Tracing blindly from Yahoo would not attract copyright protection in many
jurisdictions (e.g. the US); it's unclear in the UK. Nonetheless it is, in
my eyes at least, troublesome that someone can do the trivial work of
tracing from aerial imagery for v1 of a way (possibly just a few seconds'
work, a small number of nodes, no metadata beyond highway=residential); that
an on-the-ground mapper can come along and spend an hour surveying and
adding metadata, better geometry and so on; and yet the v1 trivial tracer,
by claiming copyright where none may exist, has a right of ransom over the
hour the on-the-ground mapper has put into it.

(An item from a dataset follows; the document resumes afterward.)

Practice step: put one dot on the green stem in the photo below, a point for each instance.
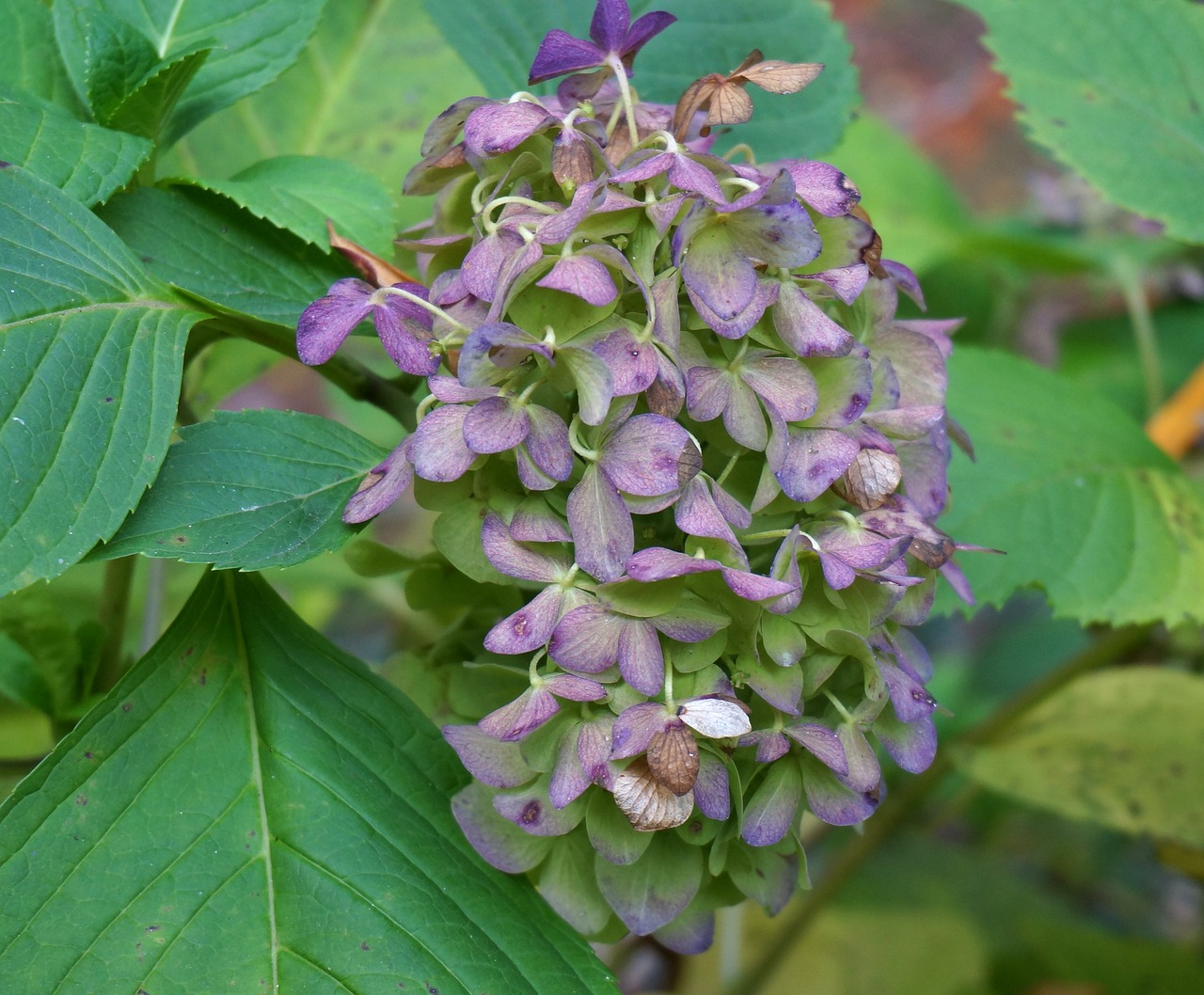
(1138, 306)
(112, 610)
(903, 801)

We are seeing, right now, how this can play out. This exact thing (albeit
import rather than tracing) has happened in Ottawa, where an irresponsible
importer has decided, without any foundation, to remove their trivial
contribution using ODbL+CT as a pretext. Hours of on-the-ground mapping has
been lost as a result.
Fortunately this case is being reverted and I'm not suggesting that you
would do anything so irresponsible. But it's been very interesting to see
the community reaction. People on talk-ca are, quite rightly, furious that
someone has taken it on themselves to delete the community's work. I think
the situation would be the same in the UK if anyone were to unreasonably
withhold permission to relicense their trivial contribution. I hope it
doesn't come to that.
> [...]
> It would be hard to argue that OS Opendata has not been an asset to
> OSM...? There are many country roads that are not sign posted but are in
> OS Locator - and now in OSM.
OS OpenData is certainly useful in some circumstances but that's not
especially one of them. The quality of naming in OS Locator is surprisingly
poor (I've posted here before about its several mistakes in little old
Charlbury). The rural road names look seductively helpful but aren't: IMX
very often no-one actually calls the roads by those names, whereas at other
times locals will use a name not recorded on Locator. I haven't copied
Locator names for rural roads round Charlbury for precisely that reason,
even if it does screw up our OSM Analysis stats - it's not so much "name" or
"not:name" as "might-be-name". ;)
Locator is principally useful for flagging up "go and survey this". Again,
there is a big difference between tracing/importing areas of which you have
subject knowledge, and blindly tracing/importing areas of which you don't.
If you don't have subject knowledge, it doesn't work.
> [...]
> If you hope that relicensing will reduce the amount of OS Opendata, I
> think you might be disappointed. Many significant contributors have
> signed the CTs on the assumption that LWG will find a way to allow
> continued OS Opendata importing. [1][2]
Yet there does, rather curiously, appear to be a correlation between
importers/tracers and ODbL refuseniks/not-yet-confirmedniks. I don't know
why that is, but I do suspect that the result will be a little less
importing, and a bit more mapping, when the switch happens.